> They left a fair bit of stuff out from the book, but with the typical movie length they’d have to.
There’s a book, then. Good, hope it’s not an abysmally bad book like “The abyss”. Checks web.
> Watney is impaled by an antenna … but with no way to contact Earth
Surely an antenna can be jury-rigged very easily.
> Burning hydrazine to make water.
A really expensive way to make water, and dangerous, hydrazine is toxic stuff. Better recycle ALL that water, from all three of urine feces and sweat. PS, saving some hydrazine would have solved that orbit matching problem at the end of the film.
> recover the unmanned Pathfinder lander and Sojourner rover
Sojourner wasn’t much of a traveller. It traveled only 100 metres before communication was lost. Can you spell “flat battery”.
> a tear in the canvas at one of the Hab airlocks breaches, collapsing the Hab and cannoning Watney away from it, breaking his suit visor. Watney survives and repairs the Hab, but his plants are dead.
Plants tend to be hardier than humans, most could survive a short time without air, and potatoes for example could be relatively easily regrown from either seed or from the eyes. But has he enough time?
> with no time to build a probe with a soft-landing system … 300 metres per second.
Hmm, there’s soft and there’s ‘not too hard’, 30 m/s would have been better. Depends on the mass of the craft. Surely there are some spare airbags hanging around on Earth.
> Meanwhile, an astrodynamicist named Rich Purnell has discovered a “slingshot” trajectory that could get Hermes and the Ares 3 crew back to Mars
Well duh, that’d be the first thing to check, and take less than a day to confirm as soon as the Martian got a message through. Even I could do the maths.
> a dust storm is approaching Watney’s course, potentially stranding him on the journey if the rover’s solar cells cannot recharge
Solar cells can recharge after the storm has passed, but it might take more than a couple of weeks.

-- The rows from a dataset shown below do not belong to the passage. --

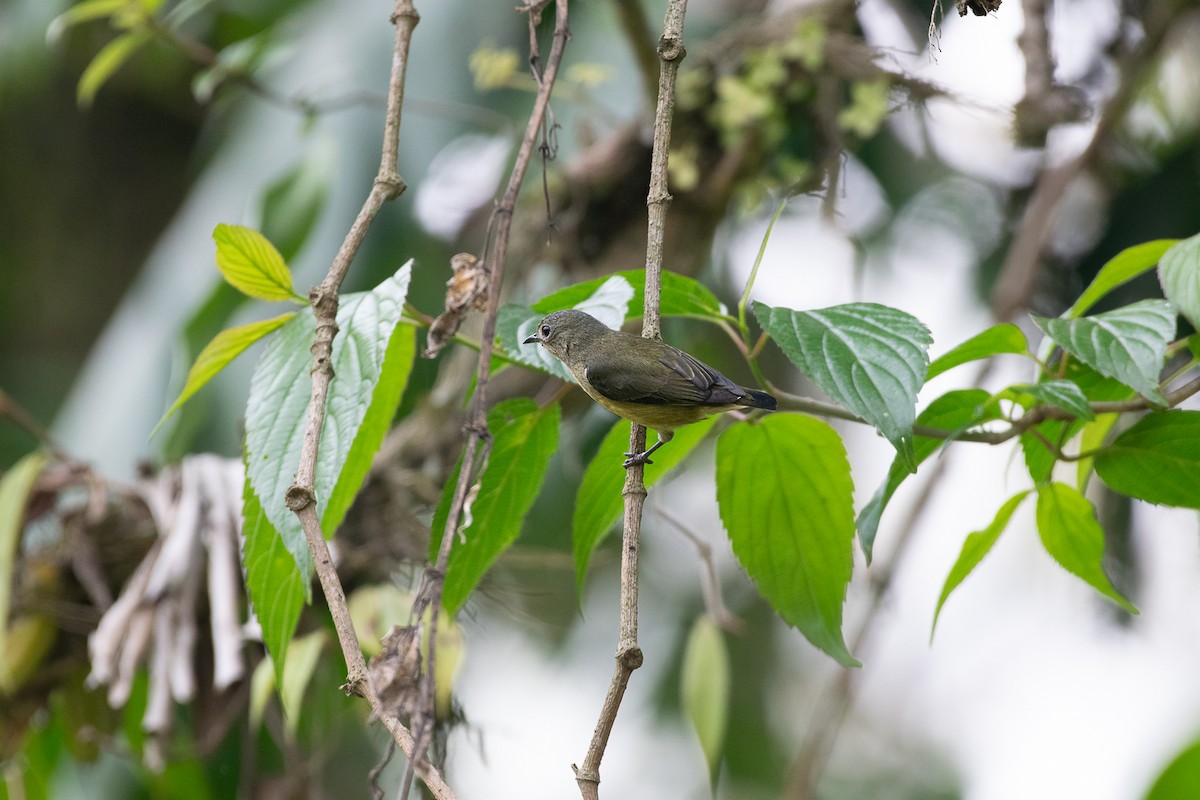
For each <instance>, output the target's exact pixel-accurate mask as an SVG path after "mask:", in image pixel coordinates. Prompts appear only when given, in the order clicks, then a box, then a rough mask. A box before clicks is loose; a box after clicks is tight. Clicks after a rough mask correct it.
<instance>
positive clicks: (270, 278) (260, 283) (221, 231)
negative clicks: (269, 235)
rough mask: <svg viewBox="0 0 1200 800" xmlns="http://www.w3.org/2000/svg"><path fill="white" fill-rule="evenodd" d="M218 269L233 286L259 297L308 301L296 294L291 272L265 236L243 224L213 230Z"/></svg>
mask: <svg viewBox="0 0 1200 800" xmlns="http://www.w3.org/2000/svg"><path fill="white" fill-rule="evenodd" d="M212 241H215V242H216V245H217V257H216V259H217V269H218V270H221V275H223V276H224V279H226V281H228V282H229V284H230V285H232V287H234V288H235V289H238V290H239V291H241V293H242V294H245V295H248V296H251V297H257V299H259V300H268V301H274V300H292V301H294V302H298V303H302V305H305V303H307V302H308V301H307V300H305V299H304V297H301V296H300V295H298V294H296V291H295V289H294V288H293V285H292V273H290V272H289V271H288V265H287V263H284V260H283V257H282V255H280V251H277V249H275V245H272V243H271V242H270V241H269V240H268V239H266V236H264V235H263V234H260V233H258V231H257V230H254V229H253V228H246V227H245V225H227V224H223V223H222V224H218V225H217V227H216V228H215V229H214V230H212Z"/></svg>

Also, enough light should get through the storm to keep everything from freezing up.
> Watney becomes aware of the encroaching dust storm and makes a rough measurement of the speed and direction of its movement, allowing him to go around it.
Chuckles softly to self – no chance in hell.
> Surviving a rover rollover
Fair enough.
> During launch, the canvas patch tears, slowing the liftoff and leaving the MAV on a course too far from the Hermes for Watney to be rescued.
Same problem twice. Why couldn’t the mission designers have made the “canvas” stronger?
> Slowing down to match the MAV’s velocity by blowing a hole in the Hermes front airlock with an improvised sugar-and-liquid-oxygen bomb.
Would tend to kill all those onboard. There are easier methods, such as simultaneously jumping out both airlocks with a little handheld propulsion for manoeuvring. Killing relative speed by crashing spacesuits into one another.